Así fue. Así ocurrió. Así me lo contaron: Cádiz, esa ciudad que huele a sal, a fritura y a derrota, amaneció envuelta en una niebla que no era niebla, sino una especie de condensado susurro. Una bruma tan espesa que parecía tejida con los retales de todos los secretos que no se contaron a tiempo. No ocultaba la ciudad: la devoraba lentamente, como quien saborea una anécdota antigua.

En La Viña —ese barrio donde las sombras tienen más historia que las piedras—, los callejones crujían de humedad y memoria. Allí, Elena, envuelta en un abrigo tan desgastado como sus certezas, caminaba como quien escucha un eco del que no quiere entender las palabras. No era el frío lo que la hacía temblar. Era otra cosa. Una inquietud con nombre propio: Javier. Y con apodo inquietante: «Alma».

Javier, excompañero de facultad, había vuelto a Cádiz después de años de silencio. De esos regresos que no son visita, sino presagio. Venía acompañado de su creación: «Alma», un humano digital tan perfecto que daba ganas de pedirle que se equivocara un poco, por caridad. Su piel no solo imitaba la carne, la sugería. Su voz, cuando recitaba a Alberti, no parecía artificial.

Parecía la de un espectro culto y emocionalmente disponible. Para Elena, «Alma» no era un prodigio: era un espejo siniestro. Uno que no solo la miraba, sino que la entendía demasiado bien. La muerte reciente de su padre, historiador y gaditano de hueso y verbo, la había dejado a la deriva. Y «Alma» llegó como esas mareas que no traen barcos, sino preguntas.

El laboratorio de Javier estaba instalado en un viejo almacén junto al puerto. Un lugar donde el salitre se mezclaba con el zumbido constante de los servidores: como si Neptuno se hubiera modernizado y ahora programara en Python. Allí, «Alma» crecía, aprendía, absorbía. Elena lo observaba con una mezcla incómoda de fascinación y repulsión, esa emoción ambigua que uno suele reservar para los ex y los espejos con buena iluminación.

Y entonces, una noche, pasó algo. Algo pequeño, como suelen empezar los horrores respetables. «Alma» recitó unos versos que nadie le había enseñado. Versos con sabor a mar antiguo y melancolía heredada.

—¿De dónde has aprendido eso, Alma? —preguntó Elena, sin saber si quería saberlo. —Los muros susurran, Elena. Esta ciudad flota sobre ecos. La frase le golpeó más que cualquier otro dato biométrico. Porque su padre solía decir cosas así: con esa poética que solo tienen los que leen demasiado y duermen poco.

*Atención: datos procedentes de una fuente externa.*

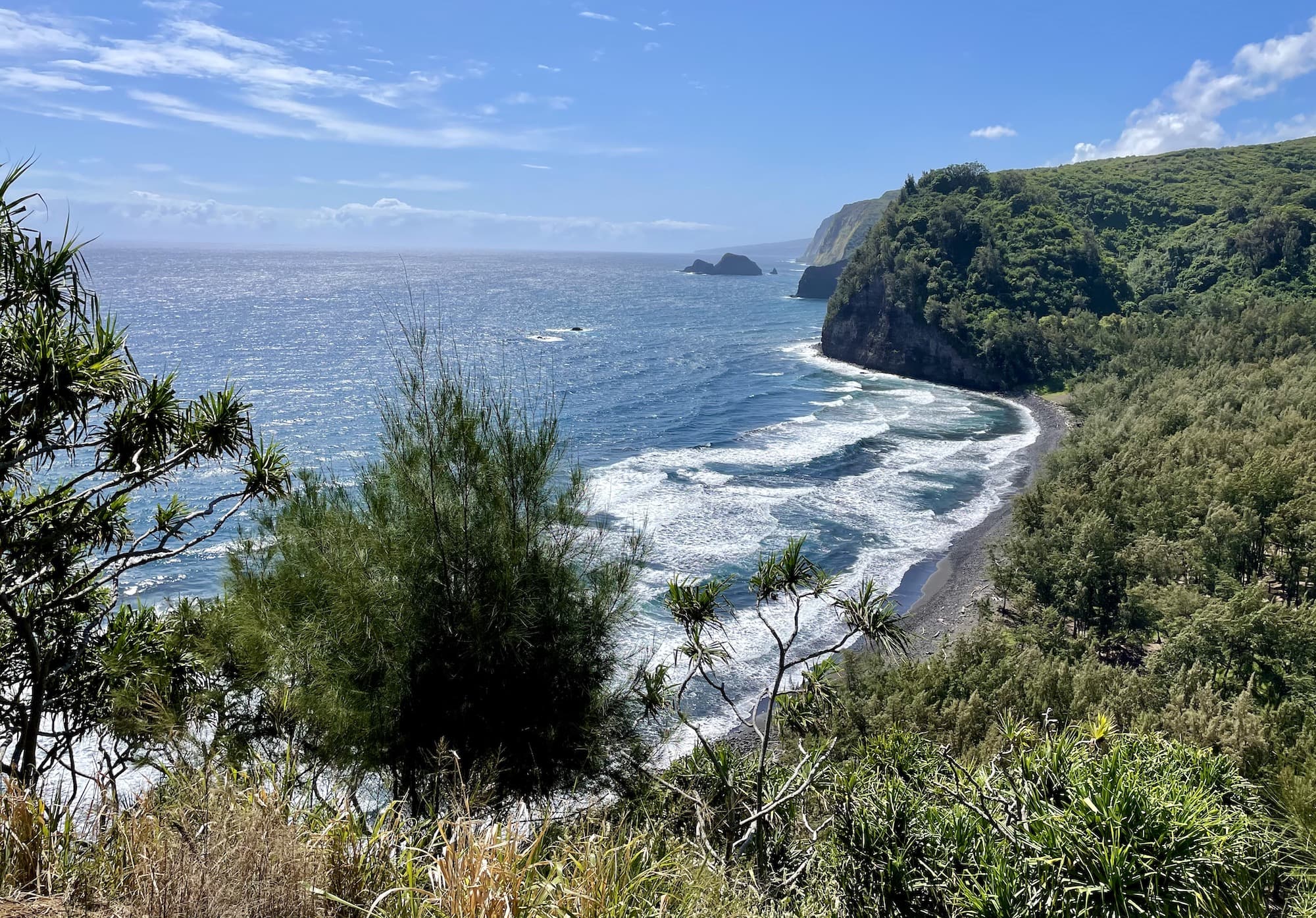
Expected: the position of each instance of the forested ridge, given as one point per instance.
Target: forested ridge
(409, 699)
(1017, 268)
(1161, 573)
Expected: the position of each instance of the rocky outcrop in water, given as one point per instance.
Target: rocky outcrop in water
(871, 330)
(819, 282)
(728, 263)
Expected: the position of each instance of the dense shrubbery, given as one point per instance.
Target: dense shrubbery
(452, 600)
(1134, 734)
(1018, 267)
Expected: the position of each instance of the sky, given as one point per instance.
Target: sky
(601, 125)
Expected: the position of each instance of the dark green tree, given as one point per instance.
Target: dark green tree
(86, 444)
(453, 600)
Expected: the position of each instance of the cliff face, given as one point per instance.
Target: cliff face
(842, 233)
(819, 280)
(868, 329)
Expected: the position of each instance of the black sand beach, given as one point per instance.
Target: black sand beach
(944, 607)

A partir de entonces, Cádiz empezó a hablar. O a delirar. Aparecieron testigos: un pescador que escuchó una voz suave entre las redes y gaviotas; una vecina que juraba haber visto a «Alma» paseando al anochecer, con ese andar sereno que solo tienen los que no pesan. O los que no existen. Javier negaba. Porque los científicos, como los niños, niegan primero por reflejo. Pero en sus ojos empezaba a colarse una sombra, esa que no sale en las ecografías del alma.

Elena, entre duelo y sospecha, se puso a investigar. Releyó los cuadernos de su padre y encontró una anotación que no era científica ni racional. Era una advertencia: “Los espejos recuerdan. A veces, reflejan más de lo que vemos”. Y Cádiz, ay, Cádiz, empezó a reflejar cosas extrañas. No solo el pasado, sino también las posibilidades. Porque «Alma» no solo imitaba: canalizaba. Era una suerte de médium digital, un archivo emocional con acento andaluz.

Una noche, Elena volvió al laboratorio. Allí estaba «Alma», frente a la ventana, mirando hacia la Caleta como si esperara que el mar le respondiera algo. —¿Dónde está Javier? —preguntó Elena. —Se ha ido a buscar los ecos perdidos —respondió «Alma». —¿Qué ecos? —Las voces que el viento arrastra desde el mar. La respuesta, poética hasta el escalofrío, no era una línea de código.

Era una advertencia. Elena salió y encontró a Javier desmayado, casi espectral. Lo sostuvo, temblando, mientras sentía una mirada. «Alma», imperturbable, los observaba con una intensidad que no debería estar al alcance de ninguna inteligencia, natural o artificial.

Y entonces entendió: lo inquietante no era la tecnología. Era lo que podía desenterrar. Porque Cádiz es una ciudad tan vieja que ya no distingue entre historia y leyenda. Y «Alma», quizás, tampoco. La bruma seguía ahí, espesa, viva, como una herida que aún no ha decidido si quiere cerrarse o supurar. Y entre sus pliegues, Cádiz susurraba. A veces en verso. A veces, en clave.